Anyway, I am working on a Monk program.  I recently saw the biopic Straight No Chaser.  I cried.  Really.  My next show will feature a lot of Monk playing his own music and a lot of other jazz artists covering Monk compositions.  The covers will stretch from solid bop interpretations to the avant garde branch of Monk's church.  I will feature solos, trios, and larger bands.  Don't miss it!

Friday, November 5, 2010

JazzNote Radio 1: Miles Davis and his Men

JazzNote is now playing on Live365.  Episode 1 is about three hours long and will repeat (I hope!).  This episode is devoted to the music of the two great quintets headed by Miles Davis, and to music produced by the great jazzmen who were part of those two groups.  It roughly tracks some of my early collecting. 

JazzNote can be accessed at this address:


Here is a list of the music on Episode 1.  

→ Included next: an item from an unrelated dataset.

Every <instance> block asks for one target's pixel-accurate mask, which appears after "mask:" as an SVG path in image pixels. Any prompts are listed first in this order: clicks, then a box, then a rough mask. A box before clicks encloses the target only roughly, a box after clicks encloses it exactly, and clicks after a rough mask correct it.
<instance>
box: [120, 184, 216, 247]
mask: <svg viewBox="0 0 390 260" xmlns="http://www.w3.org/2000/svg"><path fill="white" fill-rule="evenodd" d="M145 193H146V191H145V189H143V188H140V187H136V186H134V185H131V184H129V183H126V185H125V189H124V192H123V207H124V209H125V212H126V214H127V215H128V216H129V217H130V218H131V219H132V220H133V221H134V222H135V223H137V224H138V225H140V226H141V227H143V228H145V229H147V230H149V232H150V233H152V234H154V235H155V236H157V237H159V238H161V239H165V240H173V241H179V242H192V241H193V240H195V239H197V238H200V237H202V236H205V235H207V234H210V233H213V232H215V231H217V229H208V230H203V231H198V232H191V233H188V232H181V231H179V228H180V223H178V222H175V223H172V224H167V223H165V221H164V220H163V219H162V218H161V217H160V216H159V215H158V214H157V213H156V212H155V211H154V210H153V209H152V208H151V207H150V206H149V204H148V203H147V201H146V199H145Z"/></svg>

Adderley Julian One for Daddy-O Somethin' Else
Carter Ron Lawra Third Plane
Carter Ron Softly as in a Morning Sunrise Where?
Coltrane John Bass Blues Tranein In
Coltrane John I Want To Talk About You Soultrane
Davis Miles My Funny Valentine Cookin'
Davis Miles Ahmad's Blues Workin'
Davis Miles Iris ESP
Davis Miles My Funny Valentine Live at the Plugged Nickel
Garland Red All Morning Long All Morning Long
Garland Red What Can I Say? Groovy
Hancock Herbie Oliloqui Valley Empyrean Isles
Hancock Herbie The Sorcerer Speak Like a Child
Morgan Lee Melancholee Search for the New Land
Pepper Art Imagination Art Pepper Meets the Rhythm Section
Shorter Wayne Down in the Depts Introducing Wayner Shorter
Shorter Wayne Infant Eyes Speak No Evil
Williams Tony Two Pieces of One: Red Life Time
Williams Tony Love Song Spring

Thursday, November 4, 2010

JazzNote Radio is Imminent!

If all goes well, the first episode of Jazz Note will go live tomorrow night at 10pm central time.  I will post information about how to access it here.  The show is hosted on Live365.

The first episode is a three hour adventure in jazz collecting based on the First and Second Miles Davis Quintets.  I will publish a list of the music I play here (though it is not a playlist!).